Boar meat is very popular throughout Europe and is used in many goulashes and stews. Boar is even considered a delicacy in multiple locations.
“Hunters won’t shoot the animals,” explained Calluna consultant Ulf Frykman, to Fox News. “When you see 16,000 [Bq/kg], people get worried.”
Wild pigs are about as far apart in their feeding behaviors from a koala bear as you can get. While a koala lives almost exclusively on a diet of eucalyptus leaves taken high in the trees, wild boars and feral pigs will eat just about anything — most of which is foraged from the ground where isotopes can remain in heavy concentrations. Additionally, wild boars like to feast on truffles, false truffles and other mushrooms known to readily absorb radiation.
“The cesium stays in the ground,” Frykman told Fox News. “It’s not a problem for moose and deer anymore who eat higher up, from bushes.”
Nuclear Hogs: A Problem Throughout Europe
It’s not only Sweden that is experiencing problems with nuclear hogs. Last winter in the Sumava mountain region, an area shared by Germany, the Czech Republic and Austria, a spike in radioactive boars was observed after an unusually cold and snowy winter forced the animals there to resort to a diet of false truffles — bio-concentrating radioactivity upward into the wild swine.
Germany has been hampered by radioactive boar problems for years. In many regions, all boar meat must be tested for radioactivity with the government being forced by regulations to buy all contaminated meat from the hunters who harvest it.
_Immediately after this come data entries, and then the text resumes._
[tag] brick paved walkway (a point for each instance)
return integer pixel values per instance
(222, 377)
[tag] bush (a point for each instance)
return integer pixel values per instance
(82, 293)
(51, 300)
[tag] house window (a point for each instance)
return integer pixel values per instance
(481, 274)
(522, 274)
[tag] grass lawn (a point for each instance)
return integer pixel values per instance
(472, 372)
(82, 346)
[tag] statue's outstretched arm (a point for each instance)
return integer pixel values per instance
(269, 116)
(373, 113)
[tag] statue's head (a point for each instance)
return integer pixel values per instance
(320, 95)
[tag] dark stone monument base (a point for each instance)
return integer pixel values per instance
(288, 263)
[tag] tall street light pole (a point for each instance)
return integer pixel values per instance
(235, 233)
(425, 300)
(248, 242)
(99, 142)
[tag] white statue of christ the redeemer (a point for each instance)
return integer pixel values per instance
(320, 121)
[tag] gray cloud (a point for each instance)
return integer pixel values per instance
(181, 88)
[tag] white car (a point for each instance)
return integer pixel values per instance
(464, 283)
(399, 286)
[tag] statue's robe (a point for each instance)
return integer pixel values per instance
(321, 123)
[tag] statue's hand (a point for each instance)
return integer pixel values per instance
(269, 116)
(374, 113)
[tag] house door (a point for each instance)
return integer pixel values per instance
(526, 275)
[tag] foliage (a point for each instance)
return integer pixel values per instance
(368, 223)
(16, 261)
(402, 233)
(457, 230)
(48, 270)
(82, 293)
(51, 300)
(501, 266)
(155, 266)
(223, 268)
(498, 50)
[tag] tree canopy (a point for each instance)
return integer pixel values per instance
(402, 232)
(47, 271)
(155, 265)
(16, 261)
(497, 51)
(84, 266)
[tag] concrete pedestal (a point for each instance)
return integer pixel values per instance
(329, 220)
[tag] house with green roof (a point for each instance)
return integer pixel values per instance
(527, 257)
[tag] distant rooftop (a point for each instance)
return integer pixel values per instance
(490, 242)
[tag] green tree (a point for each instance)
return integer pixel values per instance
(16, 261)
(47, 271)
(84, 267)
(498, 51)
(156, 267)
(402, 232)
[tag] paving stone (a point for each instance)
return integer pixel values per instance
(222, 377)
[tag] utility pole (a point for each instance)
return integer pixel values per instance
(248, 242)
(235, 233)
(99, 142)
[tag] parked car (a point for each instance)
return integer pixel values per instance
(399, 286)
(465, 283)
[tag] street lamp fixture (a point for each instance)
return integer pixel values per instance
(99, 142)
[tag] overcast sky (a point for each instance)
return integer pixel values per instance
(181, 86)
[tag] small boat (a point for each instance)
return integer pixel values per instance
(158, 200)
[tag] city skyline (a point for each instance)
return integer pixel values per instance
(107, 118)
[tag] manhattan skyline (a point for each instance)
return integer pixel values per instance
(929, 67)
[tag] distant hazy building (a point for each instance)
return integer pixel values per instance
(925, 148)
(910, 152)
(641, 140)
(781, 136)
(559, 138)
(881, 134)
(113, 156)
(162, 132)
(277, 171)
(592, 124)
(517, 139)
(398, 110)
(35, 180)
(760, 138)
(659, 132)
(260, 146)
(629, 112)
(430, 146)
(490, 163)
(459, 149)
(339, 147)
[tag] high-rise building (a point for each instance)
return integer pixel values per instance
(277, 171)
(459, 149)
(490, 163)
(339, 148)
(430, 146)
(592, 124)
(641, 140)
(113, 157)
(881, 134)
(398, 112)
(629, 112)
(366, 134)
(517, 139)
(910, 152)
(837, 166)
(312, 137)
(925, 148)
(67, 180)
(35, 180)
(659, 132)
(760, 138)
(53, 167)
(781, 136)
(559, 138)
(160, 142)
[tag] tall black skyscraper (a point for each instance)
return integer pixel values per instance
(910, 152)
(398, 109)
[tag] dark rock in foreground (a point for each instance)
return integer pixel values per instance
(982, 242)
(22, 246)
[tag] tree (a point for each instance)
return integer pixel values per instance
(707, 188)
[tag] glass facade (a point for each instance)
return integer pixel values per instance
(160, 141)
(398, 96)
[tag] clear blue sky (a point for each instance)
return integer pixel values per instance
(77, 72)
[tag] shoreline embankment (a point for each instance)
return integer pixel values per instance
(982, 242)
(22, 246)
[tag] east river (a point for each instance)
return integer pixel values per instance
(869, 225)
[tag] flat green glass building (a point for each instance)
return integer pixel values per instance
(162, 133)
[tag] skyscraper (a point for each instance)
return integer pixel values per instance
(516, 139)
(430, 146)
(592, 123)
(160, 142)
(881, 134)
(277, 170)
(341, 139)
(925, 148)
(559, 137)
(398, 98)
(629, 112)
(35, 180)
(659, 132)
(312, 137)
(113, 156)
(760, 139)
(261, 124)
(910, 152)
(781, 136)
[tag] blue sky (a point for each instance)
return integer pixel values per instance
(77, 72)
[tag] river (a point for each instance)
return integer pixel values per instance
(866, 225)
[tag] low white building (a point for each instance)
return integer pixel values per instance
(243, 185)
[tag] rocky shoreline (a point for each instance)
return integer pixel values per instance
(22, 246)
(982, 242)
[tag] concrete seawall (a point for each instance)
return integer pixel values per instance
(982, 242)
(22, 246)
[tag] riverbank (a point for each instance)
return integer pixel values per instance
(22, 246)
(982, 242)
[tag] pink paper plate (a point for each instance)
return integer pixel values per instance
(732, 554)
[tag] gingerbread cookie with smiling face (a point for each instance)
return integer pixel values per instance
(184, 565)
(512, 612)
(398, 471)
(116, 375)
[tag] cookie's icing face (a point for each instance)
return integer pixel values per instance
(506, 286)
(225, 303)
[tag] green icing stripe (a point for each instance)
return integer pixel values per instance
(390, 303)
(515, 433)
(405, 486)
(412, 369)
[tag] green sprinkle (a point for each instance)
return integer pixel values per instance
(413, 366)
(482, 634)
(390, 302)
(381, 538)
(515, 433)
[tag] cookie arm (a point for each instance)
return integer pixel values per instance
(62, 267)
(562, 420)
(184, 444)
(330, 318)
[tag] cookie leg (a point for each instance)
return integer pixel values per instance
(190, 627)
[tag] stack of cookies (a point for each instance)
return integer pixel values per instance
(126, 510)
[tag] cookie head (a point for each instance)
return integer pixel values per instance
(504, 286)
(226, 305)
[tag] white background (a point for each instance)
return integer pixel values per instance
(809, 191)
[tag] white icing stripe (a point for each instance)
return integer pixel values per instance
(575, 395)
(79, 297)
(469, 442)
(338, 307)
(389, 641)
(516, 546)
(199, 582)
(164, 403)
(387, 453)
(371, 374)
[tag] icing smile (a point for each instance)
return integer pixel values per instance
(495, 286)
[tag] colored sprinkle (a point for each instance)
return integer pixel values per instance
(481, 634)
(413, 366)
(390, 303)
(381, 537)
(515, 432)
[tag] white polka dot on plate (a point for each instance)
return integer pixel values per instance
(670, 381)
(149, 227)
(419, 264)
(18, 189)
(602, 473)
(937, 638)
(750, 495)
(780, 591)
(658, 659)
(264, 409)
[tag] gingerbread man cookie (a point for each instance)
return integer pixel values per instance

There are also widespread reports in Germany of these contaminated animals attacking people.
Radioactive Wild Boars Running Amok Around Fukushima Too
Earlier this year, Fukushima Prefecture in Japan underwent a radioactive wild boar crisis after hundreds of specimens moved down from the mountains into contaminated and largely deserted areas around the crippled Fukushima Daiichi power plant. Reports from the ground described aggressive behavior where boars would “stalk” and even attack people.